L’image me hante encore aujourd’hui : en 1978, durant la Coupe du monde de football, chaque matin, le journaliste sportif que j’étais alors passait devant l’Ecole de mécanique de la marine de Buenos Aires. Je savais que derrière les murs les suppôts de la Junte au pouvoir torturaient les opposants avant de les envoyer à la mort.
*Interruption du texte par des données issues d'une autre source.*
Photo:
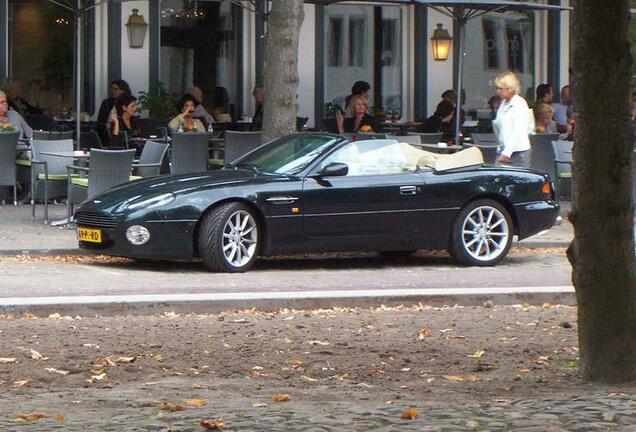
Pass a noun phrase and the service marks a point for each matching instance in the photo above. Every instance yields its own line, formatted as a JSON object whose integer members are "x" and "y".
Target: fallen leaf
{"x": 61, "y": 372}
{"x": 167, "y": 406}
{"x": 196, "y": 403}
{"x": 32, "y": 416}
{"x": 409, "y": 414}
{"x": 278, "y": 397}
{"x": 477, "y": 354}
{"x": 104, "y": 361}
{"x": 453, "y": 378}
{"x": 212, "y": 424}
{"x": 423, "y": 334}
Le rituel était immuable, les prisonniers étaient bourrés de sédatif, montés dans des hélicoptères ou des avions et jetés vivants dans l’océan Atlantique.
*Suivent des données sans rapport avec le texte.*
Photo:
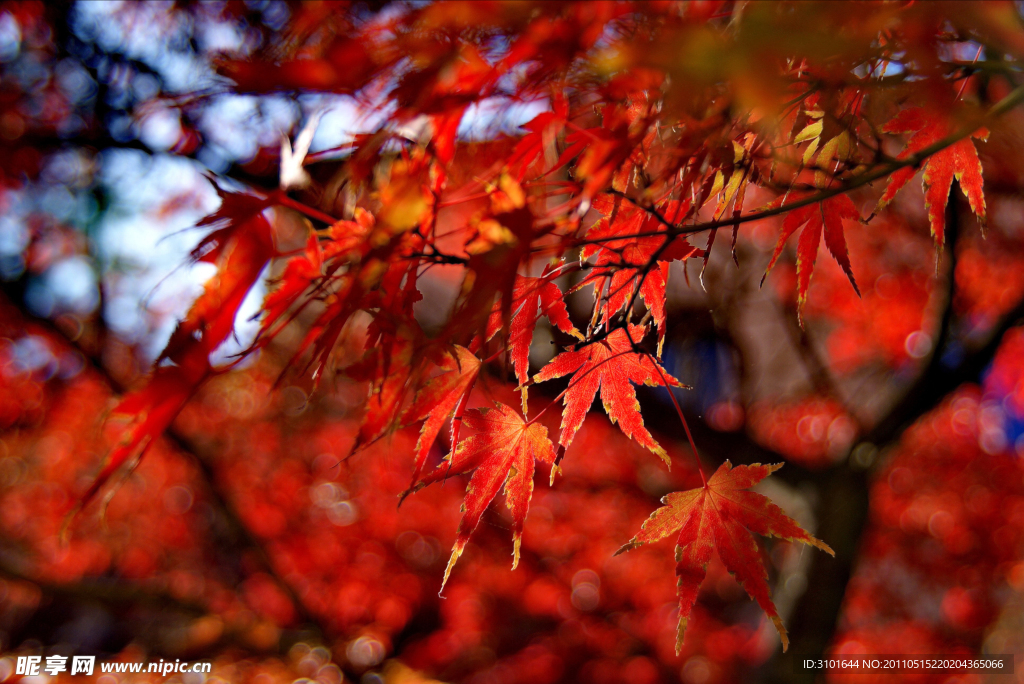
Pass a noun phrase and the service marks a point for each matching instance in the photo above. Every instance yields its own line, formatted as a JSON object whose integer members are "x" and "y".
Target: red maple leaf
{"x": 503, "y": 452}
{"x": 531, "y": 298}
{"x": 722, "y": 515}
{"x": 826, "y": 216}
{"x": 623, "y": 257}
{"x": 441, "y": 397}
{"x": 609, "y": 365}
{"x": 958, "y": 161}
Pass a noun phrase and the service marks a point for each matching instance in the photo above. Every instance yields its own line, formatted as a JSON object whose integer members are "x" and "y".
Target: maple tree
{"x": 520, "y": 215}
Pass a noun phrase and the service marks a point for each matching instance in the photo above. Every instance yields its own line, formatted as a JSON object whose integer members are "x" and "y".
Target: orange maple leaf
{"x": 503, "y": 452}
{"x": 827, "y": 217}
{"x": 958, "y": 161}
{"x": 722, "y": 515}
{"x": 609, "y": 365}
{"x": 531, "y": 298}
Le cynique Alfredo Astiz, surnommé ‘’l’ange blond de la mort,’’ a ainsi fait disparaître au moins 5000 opposants à la dictature militaires entre 1976 et 1983.

C’est dans ce lieu horrible que les militaires avaient aussi organisé une pouponnière pour s’occuper des bébés enlevés à leurs mères et les ‘’donner’’ aux riches familles du pouvoir dictatorial.

Comment oublier les images de cette ESMA (Escuela de Mecanica de la Armada) ? Comment oublier le capitaine Astiz ? Comment oublier le général Videla et sa clique sanguinaire ?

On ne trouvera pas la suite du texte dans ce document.